Currently, Tripp is under investigation regarding Maryland's law prohibiting the taping of conversations without both parties' consent, a crime rarely prosecuted. The Washington Post reports that her attorney, Joe Murtha, dismisses the investigation as "political retaliation." Maryland State Prosecutor Stephen Montanarelli, who denies political motivations in the Post article, is, however, a Democrat. Prosecutors in Maryland have the difficult task of proving that Linda Tripp knew it was illegal in Maryland to secretly tape conversations -- difficult, because the Post also reports that Lucianne Goldberg is in possession of an audio tape on which Goldberg is heard advising Tripp that it's not illegal to secretly tape phone conversations in Maryland. This evidence may be enough to clear Tripp of any wrongdoing.
It's not so clear what, if any, evidence might exonerate Clinton. Surely if any existed, the White House would have felt compelled to include it in their rebuttals, and yet only weak denials are offered. In denying any charge of perjury, for example, Section VII of the first Memorandum, reads like a handbook for the language of Clintonese, sloppily suggesting that Clinton's obtuse and evasive verbiage might succeed in barely squeaking under the limbo pole of some vague, mutant form of the "truth":"If answers are truthful or literally truthful but misleading, there is no perjury as a matter of law, no matter how misleading the testimony is or is intended to be... The government must prove the defendant had a subjective awareness of the falsity of his statement at the time he provided it... Answers to questions under oath that are literally true, but unresponsive to the questions asked, do not, as a matter of law, fall under the scope of the federal perjury statute. That is so even if the witness intends to mislead his questioner by his answer and even if the answer is false by 'negative implication'..."And here's the best one:"Literally truthful answers that imply facts that are not true... are not capable of being false."Obviously, Clinton's attorneys are not quite as skilled at tergiversating as their client, so allow me to interpret the "semantic defense": Clinton somehow didn't consider fellatio to be "sex," despite Judge Susan Webber Wright's unabashed definition of "sexual relations": "(1) contact with the genitalia, anus, groin, breast, inner thigh, or buttocks of any person with an intent to arouse or gratify the sexual desire of any person."
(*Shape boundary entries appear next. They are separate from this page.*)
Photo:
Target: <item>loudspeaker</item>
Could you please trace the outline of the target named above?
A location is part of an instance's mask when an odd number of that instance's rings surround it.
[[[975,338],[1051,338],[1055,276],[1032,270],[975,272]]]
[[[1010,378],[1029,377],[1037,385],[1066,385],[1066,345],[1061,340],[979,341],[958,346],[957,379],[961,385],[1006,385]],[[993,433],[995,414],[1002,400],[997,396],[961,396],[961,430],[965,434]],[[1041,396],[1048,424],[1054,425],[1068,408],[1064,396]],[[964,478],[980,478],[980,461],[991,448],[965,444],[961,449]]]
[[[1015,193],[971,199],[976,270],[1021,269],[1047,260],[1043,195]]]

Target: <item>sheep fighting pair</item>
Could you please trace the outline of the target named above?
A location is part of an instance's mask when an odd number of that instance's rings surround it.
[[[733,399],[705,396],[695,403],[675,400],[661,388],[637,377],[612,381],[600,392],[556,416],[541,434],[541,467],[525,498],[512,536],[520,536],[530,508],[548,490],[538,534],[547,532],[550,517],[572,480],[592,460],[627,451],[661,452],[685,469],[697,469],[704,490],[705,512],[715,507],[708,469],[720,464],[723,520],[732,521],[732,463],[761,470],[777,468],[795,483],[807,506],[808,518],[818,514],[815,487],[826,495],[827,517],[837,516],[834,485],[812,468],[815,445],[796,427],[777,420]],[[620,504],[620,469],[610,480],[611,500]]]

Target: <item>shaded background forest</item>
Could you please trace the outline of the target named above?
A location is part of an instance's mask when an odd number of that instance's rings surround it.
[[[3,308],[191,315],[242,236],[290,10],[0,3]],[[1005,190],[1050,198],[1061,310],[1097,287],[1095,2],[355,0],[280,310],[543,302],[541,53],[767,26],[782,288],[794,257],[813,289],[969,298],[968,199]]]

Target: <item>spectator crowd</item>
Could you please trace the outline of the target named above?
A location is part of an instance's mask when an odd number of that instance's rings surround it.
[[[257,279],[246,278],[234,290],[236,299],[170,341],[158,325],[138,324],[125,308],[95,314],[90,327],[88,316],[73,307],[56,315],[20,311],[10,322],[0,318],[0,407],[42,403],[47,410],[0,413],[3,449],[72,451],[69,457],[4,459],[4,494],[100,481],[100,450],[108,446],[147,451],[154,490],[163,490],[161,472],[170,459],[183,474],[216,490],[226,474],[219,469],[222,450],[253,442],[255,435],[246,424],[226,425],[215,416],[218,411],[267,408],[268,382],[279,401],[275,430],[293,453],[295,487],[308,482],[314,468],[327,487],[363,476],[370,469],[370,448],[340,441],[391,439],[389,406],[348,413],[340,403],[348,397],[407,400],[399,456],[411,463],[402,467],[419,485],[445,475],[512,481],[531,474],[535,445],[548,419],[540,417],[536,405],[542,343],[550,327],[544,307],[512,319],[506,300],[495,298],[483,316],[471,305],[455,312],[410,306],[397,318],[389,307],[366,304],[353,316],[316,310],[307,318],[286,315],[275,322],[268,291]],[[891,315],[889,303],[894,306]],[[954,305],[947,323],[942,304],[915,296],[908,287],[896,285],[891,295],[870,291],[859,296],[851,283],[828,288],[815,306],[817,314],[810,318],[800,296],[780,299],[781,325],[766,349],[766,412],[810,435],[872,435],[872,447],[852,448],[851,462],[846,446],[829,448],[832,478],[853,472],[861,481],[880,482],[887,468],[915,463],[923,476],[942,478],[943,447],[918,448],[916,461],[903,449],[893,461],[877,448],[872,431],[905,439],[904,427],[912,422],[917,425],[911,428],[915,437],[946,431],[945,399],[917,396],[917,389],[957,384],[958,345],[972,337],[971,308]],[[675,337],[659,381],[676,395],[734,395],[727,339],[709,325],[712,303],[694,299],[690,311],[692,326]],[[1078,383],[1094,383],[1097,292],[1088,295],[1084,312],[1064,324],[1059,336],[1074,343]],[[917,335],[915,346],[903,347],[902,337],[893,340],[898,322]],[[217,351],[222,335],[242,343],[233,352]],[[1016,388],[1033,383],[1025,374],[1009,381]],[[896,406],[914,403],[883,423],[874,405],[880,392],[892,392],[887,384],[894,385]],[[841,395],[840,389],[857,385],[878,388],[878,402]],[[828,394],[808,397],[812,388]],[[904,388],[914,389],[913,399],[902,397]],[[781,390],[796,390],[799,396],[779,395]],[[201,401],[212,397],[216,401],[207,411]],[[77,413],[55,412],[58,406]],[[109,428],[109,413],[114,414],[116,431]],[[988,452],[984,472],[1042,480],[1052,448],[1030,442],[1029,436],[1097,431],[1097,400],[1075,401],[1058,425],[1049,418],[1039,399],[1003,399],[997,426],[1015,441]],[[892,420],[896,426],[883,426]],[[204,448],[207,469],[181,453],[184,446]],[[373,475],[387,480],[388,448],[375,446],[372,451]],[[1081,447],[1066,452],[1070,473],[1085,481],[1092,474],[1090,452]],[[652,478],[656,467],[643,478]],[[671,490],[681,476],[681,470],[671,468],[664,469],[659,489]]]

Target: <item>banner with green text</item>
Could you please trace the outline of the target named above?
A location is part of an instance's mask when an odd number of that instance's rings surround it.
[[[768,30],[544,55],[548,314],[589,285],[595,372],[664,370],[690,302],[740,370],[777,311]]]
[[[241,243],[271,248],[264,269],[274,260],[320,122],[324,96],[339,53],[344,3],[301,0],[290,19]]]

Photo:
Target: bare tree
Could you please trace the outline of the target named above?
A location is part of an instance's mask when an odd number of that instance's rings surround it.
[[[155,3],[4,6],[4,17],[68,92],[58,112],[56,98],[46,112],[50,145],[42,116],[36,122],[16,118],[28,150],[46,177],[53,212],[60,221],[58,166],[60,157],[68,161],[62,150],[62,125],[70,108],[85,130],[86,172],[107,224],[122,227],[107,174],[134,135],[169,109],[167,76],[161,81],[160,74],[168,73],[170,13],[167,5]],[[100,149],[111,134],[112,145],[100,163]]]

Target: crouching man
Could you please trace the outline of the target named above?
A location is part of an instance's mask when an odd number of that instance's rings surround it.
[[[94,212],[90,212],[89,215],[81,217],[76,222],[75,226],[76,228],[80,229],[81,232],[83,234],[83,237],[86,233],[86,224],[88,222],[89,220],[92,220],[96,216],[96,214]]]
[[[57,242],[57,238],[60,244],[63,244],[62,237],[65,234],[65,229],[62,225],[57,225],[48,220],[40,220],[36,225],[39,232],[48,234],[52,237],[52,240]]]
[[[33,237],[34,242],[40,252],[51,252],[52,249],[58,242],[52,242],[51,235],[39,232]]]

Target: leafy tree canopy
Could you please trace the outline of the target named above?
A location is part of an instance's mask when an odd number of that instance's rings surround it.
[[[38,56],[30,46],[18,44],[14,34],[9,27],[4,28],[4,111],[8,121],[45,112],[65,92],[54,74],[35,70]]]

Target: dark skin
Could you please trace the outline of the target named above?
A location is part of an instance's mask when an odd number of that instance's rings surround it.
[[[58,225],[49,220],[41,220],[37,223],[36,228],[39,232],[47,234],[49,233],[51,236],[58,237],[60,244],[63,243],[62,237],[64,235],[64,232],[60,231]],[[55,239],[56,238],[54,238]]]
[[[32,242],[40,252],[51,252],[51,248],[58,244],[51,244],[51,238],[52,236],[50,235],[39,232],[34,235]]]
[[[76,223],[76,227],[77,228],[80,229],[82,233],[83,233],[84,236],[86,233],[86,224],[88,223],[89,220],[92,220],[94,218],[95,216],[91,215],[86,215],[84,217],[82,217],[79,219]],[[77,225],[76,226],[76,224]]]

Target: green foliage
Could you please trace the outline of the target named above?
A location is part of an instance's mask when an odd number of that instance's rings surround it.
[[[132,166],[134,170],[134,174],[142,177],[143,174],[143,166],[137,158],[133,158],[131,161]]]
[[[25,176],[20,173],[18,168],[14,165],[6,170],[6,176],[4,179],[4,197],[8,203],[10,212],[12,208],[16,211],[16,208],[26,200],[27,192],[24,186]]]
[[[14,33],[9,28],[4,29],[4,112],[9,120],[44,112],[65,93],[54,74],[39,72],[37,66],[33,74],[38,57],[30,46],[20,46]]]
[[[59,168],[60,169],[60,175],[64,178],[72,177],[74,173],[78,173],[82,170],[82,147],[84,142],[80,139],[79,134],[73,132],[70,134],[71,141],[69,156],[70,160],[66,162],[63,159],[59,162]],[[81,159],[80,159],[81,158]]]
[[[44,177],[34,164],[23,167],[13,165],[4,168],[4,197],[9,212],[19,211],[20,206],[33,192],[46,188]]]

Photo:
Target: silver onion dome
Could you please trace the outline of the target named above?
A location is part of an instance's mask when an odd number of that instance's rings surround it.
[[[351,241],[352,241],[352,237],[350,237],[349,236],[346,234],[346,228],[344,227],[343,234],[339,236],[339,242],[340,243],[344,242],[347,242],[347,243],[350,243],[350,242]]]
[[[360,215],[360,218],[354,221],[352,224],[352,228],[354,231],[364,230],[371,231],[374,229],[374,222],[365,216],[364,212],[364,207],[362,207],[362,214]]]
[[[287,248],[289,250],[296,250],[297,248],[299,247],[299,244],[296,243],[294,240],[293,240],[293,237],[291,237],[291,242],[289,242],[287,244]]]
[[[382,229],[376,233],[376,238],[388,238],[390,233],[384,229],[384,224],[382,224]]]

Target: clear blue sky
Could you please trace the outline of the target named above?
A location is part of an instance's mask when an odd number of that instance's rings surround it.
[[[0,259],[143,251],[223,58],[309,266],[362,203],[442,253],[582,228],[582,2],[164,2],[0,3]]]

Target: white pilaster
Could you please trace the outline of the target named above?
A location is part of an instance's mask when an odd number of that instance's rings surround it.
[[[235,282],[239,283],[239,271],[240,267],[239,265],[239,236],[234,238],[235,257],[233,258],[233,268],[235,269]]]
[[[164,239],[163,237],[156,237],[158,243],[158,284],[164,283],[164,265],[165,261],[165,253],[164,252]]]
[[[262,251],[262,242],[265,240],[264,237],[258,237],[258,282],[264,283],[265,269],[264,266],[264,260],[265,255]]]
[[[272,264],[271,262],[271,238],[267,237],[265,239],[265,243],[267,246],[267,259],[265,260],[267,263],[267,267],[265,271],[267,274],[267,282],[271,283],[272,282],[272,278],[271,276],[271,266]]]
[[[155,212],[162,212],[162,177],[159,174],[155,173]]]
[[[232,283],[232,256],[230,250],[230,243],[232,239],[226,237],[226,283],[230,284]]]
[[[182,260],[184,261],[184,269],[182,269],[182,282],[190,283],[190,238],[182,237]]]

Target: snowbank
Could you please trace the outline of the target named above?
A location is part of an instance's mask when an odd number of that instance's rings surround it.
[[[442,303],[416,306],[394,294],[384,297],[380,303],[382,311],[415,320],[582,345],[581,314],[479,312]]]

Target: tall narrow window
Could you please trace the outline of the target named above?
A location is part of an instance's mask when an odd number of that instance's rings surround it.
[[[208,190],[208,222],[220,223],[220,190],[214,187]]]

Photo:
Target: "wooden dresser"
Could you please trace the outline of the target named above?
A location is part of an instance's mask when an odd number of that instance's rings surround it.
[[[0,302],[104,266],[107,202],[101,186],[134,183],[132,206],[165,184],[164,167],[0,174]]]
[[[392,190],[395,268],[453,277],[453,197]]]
The President's "linguistic parsing" may fly as "literal" truth or as "legally accurate" in Clinton's crowd, but most Americans I know operate under a clear definition of "sex." And most Americans I know operate under a clear definition of the words "prevaricator," "philanderer" and "malefactor," as well.
Just in case our president is similarly unsure of those definitions, I'll clarify: they mean "liar," "womanizer," and "criminal."